Cambridge Analytica is a data marketing firm that harvests large volumes of user data to create what it calls “microtargeted content”. This content is specifically tailored to reach certain individuals and play on their beliefs, hopes or fears. The problem lies in how much information the company was able to harvest, and for what it was being used.

The company’s practices came to light when whistleblower Christopher Wylie came forward to reveal its inner workings. He shed light on the shadowy actions undertaken by Cambridge Analytica under the direction of its CEO, Alexander Nix.

The harvested data in question came from Facebook, after Cambridge data professor Aleksandr Kogan went to the company with a brand-new app of his own creation. This app could not only collect data from anyone who downloaded it, but also reach through their network of friends and contacts, to harvest their data too.

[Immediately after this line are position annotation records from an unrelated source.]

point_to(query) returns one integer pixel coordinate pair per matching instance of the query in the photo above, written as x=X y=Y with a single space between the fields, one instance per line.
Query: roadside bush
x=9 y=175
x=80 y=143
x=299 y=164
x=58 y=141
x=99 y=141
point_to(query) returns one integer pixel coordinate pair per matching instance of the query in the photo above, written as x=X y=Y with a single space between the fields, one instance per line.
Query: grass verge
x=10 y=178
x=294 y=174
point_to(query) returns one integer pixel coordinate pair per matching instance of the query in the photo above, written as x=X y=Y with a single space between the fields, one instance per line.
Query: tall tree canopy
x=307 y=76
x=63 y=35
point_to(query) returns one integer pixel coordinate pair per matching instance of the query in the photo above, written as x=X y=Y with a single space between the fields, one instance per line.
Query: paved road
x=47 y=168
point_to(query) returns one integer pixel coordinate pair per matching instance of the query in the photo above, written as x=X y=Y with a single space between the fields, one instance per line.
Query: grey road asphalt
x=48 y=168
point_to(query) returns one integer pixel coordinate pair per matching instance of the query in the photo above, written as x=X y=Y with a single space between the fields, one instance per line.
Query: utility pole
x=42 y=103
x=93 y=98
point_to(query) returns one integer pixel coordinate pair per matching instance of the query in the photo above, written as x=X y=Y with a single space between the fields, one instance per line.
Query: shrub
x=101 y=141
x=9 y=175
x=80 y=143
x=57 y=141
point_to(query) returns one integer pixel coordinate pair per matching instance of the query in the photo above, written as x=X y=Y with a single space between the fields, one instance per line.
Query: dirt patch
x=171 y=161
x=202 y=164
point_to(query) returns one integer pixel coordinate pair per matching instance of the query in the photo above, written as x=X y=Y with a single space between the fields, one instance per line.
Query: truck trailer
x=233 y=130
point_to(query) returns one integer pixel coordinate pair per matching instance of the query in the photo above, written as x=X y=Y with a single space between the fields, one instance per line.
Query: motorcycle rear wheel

Collectively, this amounted to more than 50 million Facebook accounts, for which Cambridge Analytica is said to have been able to ascertain everything from status updates to page likes, and in some cases even private messages.

Most worrying for Facebook is that Wylie claims these apps were given “special permission”, which suggests that even though it wasn’t directly involved in the data harvesting, Facebook was complicit.

This data, the whistleblower claimed, could be used to change beliefs and behaviours, by targeting people with content that would resonate them, in a place they’d be most susceptible to it, and to do so the number of times that would provoke a real change. “It’s a full-service propaganda machine,” he said.

Following a period of silence, Facebook founder and CEO has now gone on record to admit company failings in its security procedures and pledge greater restrictions for third party developers.

Cambridge Analytica denied all allegations when put to it by The Guardian. Facebook, meanwhile, asserted that it was told all data had been destroyed.

However, with calls for both Nix and Zuckerberg to face UK lawmakers and parliamentarians over the breach, there’s certainly more on this story still to emerge.